Liam Turner died on 6th December 2021 at HMP Manchester. He had a long history of substance misuse and engaged in interventions offered to him whilst serving a custodial sentence.

Liam continued to use illicit substances alongside his prescribed medication, and this sadly led to his death.

On 29th January 2024, an Article 2 inquest took place at Manchester Coroner’s Court, which explored how and in what circumstances Liam came by his death.

The inquest explored Liam’s use of psychoactive substances and their availability at HMP Manchester, as well as the healthcare received around Liam’s use of psychoactive substances and the specific events on 6th December 2021 that caused his death.

When three officers found Liam unresponsive in his cell, they moved him from the bed to the floor in preparation to commence CPR. However, CPR was not commenced until the healthcare and paramedics arrived.

Evidence was heard that one witness received training in 2006 as part of his Emergency First Aid at Work but had not received any refresher training. The training certification expires after three years, and it is not mandatory for prison officers to receive refresher or additional training.

The Jury, having heard evidence from several witnesses, returned a conclusion that Liam died a drug-related death and recorded that:-

“It is admitted on behalf of the Ministry of Justice that on 6 December 2021, an officer did not immediately contact Healthcare upon forming the view that the deceased was under the influence of some form of illicit substance. That was a failing but not causative of the deceased’s death.

That on 6 December 2021, officers did not immediately call a Code Blue upon entering the deceased’s cell and finding him unresponsive. That was a failing but was not causative of the deceased’s death.”

As a result of the evidence heard around basic first aid training, the Coroner issued a Regulation 28 Report to HM Prison and Probation Service.

It is highlighted within that report that 48% of prison staff will have training certification (which includes CPR), which has expired.
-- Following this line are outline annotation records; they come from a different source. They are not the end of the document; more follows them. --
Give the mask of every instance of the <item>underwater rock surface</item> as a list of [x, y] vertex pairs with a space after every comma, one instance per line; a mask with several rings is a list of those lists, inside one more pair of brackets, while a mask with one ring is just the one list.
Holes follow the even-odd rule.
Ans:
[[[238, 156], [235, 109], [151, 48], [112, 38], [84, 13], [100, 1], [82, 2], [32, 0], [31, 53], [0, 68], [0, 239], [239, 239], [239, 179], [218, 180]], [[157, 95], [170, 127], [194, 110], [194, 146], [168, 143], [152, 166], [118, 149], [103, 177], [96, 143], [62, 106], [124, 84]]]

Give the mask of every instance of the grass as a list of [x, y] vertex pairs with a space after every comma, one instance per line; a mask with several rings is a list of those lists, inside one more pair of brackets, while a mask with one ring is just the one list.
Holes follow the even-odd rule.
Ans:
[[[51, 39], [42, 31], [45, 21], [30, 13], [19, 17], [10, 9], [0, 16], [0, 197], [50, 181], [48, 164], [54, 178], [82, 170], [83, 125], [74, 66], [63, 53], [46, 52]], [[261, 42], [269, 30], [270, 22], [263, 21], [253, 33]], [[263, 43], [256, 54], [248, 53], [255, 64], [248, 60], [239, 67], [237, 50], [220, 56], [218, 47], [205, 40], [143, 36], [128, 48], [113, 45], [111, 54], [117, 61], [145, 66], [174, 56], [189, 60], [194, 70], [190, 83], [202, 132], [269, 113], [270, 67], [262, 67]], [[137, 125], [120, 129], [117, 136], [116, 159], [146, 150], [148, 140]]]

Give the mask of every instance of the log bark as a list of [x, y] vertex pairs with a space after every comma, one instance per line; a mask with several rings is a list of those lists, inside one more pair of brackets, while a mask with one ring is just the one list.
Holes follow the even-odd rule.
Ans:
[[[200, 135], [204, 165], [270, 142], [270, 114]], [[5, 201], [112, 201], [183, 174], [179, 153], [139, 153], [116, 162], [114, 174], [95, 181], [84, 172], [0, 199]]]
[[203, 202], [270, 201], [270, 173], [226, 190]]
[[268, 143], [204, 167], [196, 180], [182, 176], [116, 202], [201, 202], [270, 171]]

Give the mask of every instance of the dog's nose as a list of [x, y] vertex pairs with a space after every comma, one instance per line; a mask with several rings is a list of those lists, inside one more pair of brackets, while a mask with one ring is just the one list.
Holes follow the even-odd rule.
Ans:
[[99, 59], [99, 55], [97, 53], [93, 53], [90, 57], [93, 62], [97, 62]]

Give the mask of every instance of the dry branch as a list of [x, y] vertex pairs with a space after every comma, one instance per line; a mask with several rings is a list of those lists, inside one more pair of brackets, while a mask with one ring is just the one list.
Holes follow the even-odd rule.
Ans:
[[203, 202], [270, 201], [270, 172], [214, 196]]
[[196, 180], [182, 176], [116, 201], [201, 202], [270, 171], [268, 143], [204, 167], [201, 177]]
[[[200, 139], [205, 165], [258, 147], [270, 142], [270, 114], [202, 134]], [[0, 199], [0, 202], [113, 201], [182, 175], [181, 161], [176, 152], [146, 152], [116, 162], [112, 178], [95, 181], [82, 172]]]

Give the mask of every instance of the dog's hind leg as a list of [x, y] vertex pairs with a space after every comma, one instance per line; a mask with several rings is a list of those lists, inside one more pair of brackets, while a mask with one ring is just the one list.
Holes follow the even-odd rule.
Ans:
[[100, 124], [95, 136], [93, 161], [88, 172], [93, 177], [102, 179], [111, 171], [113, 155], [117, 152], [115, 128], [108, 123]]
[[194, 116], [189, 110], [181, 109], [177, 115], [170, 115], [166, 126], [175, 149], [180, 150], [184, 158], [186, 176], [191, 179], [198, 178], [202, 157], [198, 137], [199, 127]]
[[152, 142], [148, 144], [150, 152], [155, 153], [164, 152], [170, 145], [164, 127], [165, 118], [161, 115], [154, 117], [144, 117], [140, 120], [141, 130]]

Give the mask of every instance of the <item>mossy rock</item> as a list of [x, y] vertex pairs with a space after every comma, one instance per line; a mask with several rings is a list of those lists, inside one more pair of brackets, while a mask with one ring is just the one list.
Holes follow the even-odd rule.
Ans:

The evidence admitted showed that the main reason for this is due to it not being mandatory for prison staff to have up-to-date training.

HMPPS are required to respond detailing what action or proposed action is to be taken by 1st April 2024. If they do not propose to take action, they must state why.

Kelly Darlington, Partner at Farleys Solicitors, said:

It is clear to see how concerning this issue is and the risk it potentially poses to the lives of many prisoners in an urgent, life-threatening situation. Whilst it could not have been said to have caused or contributed to this death, it obviously could prevent many other deaths from occurring in the future.